What Understaffing Looks Like in Practice
When agencies can’t fill shifts, ambulance response times climb. A detailed audit of Toronto’s paramedic services illustrates what this pattern looks like in a major metropolitan area. Average response times for life-threatening calls increased 6% between 2019 and 2023, and for the highest-acuity patients, the increase was 14%. Perhaps the most alarming finding: the number of times the city had zero staffed ambulances available jumped from 29 episodes in 2019 to over 1,200 in 2023. On an average day in 2023, the city spent about two and a half hours total with five or fewer ambulances available to cover the entire metro area.
While those specific numbers come from Toronto, the pattern is playing out in communities across North America. Rural areas are hit especially hard because they often rely on volunteer EMS providers who face the same burnout pressures without any compensation at all.
Federal Efforts to Address the Shortage
Congress has started to take notice. The PARA-EMT Act of 2025, introduced in the House of Representatives, would authorize $20 million per year from 2026 through 2030 to fund grants aimed at EMS recruitment and training. The bill has two key components: grants to EMS agencies for recruiting and retaining staff (including volunteer providers), and a separate demonstration program to help military veterans with combat medic training transition into civilian EMT and paramedic roles by covering the costs of meeting state certification requirements.

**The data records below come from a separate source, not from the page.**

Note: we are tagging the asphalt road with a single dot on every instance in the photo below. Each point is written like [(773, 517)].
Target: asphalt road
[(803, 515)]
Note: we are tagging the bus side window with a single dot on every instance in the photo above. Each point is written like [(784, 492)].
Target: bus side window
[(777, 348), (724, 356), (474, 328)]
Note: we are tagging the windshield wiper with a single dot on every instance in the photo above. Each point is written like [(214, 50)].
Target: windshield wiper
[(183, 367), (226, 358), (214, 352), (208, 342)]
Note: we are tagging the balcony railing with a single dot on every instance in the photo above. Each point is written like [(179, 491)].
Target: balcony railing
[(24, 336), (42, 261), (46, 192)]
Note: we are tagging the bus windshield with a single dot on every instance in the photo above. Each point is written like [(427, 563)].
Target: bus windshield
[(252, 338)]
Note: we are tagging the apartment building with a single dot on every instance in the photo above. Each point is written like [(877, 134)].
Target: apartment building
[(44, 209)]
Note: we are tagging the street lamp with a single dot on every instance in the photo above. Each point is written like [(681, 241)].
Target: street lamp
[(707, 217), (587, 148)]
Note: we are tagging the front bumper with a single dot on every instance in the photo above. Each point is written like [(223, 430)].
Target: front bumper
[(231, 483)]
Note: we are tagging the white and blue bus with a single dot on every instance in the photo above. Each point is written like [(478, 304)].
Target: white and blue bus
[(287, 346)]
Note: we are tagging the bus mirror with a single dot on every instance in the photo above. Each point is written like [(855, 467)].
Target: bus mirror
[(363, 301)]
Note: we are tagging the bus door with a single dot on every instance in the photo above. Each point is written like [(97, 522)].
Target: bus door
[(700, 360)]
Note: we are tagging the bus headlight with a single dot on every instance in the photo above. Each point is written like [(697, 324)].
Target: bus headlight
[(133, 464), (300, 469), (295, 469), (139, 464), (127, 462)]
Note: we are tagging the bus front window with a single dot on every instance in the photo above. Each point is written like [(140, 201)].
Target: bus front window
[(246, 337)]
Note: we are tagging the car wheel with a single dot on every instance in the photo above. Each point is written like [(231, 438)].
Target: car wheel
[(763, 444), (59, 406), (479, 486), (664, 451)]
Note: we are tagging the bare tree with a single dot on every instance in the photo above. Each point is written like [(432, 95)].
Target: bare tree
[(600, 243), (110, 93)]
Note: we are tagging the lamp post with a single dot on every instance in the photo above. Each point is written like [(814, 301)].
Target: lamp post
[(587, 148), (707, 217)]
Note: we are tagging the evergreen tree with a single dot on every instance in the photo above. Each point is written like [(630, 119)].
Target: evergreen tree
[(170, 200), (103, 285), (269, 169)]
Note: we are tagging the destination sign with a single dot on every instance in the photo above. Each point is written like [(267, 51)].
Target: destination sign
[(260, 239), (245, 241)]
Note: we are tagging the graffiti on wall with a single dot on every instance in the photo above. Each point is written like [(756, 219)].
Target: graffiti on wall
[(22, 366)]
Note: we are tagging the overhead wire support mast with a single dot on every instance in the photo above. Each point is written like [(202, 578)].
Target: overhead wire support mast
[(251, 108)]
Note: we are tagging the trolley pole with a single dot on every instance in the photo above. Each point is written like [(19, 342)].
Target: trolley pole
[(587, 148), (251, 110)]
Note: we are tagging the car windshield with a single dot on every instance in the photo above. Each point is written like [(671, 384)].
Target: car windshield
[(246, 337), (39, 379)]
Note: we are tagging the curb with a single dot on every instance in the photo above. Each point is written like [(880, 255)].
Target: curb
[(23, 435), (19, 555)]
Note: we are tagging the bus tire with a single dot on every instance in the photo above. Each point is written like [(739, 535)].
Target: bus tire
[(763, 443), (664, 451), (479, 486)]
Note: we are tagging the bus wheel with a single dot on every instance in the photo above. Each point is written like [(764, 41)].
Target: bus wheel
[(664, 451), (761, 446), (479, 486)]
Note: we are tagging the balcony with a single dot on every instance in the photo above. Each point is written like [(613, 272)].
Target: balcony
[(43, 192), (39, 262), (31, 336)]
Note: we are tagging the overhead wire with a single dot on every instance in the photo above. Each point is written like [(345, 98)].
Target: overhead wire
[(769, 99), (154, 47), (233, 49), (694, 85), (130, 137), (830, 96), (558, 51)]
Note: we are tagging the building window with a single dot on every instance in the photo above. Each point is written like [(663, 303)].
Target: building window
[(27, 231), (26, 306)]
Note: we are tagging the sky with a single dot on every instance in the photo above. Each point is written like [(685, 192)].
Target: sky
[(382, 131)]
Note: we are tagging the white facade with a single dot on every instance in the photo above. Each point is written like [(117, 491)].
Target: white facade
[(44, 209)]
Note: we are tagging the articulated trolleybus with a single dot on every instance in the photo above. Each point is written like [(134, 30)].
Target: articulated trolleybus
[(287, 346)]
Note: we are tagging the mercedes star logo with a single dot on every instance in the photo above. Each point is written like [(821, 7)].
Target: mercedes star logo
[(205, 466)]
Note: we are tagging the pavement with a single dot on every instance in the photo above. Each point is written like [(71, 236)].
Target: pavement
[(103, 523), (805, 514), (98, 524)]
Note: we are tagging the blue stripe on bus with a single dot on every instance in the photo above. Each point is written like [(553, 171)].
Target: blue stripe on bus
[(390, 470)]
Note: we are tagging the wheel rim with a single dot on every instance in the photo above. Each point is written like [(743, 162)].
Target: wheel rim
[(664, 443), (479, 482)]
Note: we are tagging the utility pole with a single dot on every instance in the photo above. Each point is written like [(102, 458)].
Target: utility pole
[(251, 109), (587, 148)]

Whether $20 million annually is enough to move the needle across an entire national workforce remains an open question. But the legislation signals a shift toward treating EMS staffing as a federal public health priority rather than purely a local problem.
What’s Working at the Agency Level
Some of the most promising retention strategies borrow from what’s worked in nursing and other healthcare fields. Structured mentorship programs have shown dramatic results in reducing first-year turnover. In one clinical education model, pairing new providers with experienced mentors cut turnover from nearly 24% to 7%. One-to-one mentorship programs for new graduates in other healthcare settings reduced first-year departures to under 4%, compared to 14% in control groups without mentoring.
Communication improvements also matter more than many agencies realize. In one U.S. healthcare setting, implementing structured shift huddles, standardized communication tools, and regular team meetings dropped unit turnover from nearly 8% to about 2% in just three months. For EMS, where crews often work in isolation and debrief informally if at all, building in regular structured communication could help address the stress and disconnection that push people out. Rural recruitment tracks, which have been tested in countries like Thailand for physicians, offer another model. Providers recruited through dedicated rural programs were 2.4 times more likely to stay in their assigned area for at least three years.
None of these solutions fix the pay problem directly. But they suggest that agencies waiting for federal funding don’t have to wait to act. Better onboarding, mentorship, and team communication are low-cost interventions that can meaningfully slow the exodus while larger systemic changes catch up.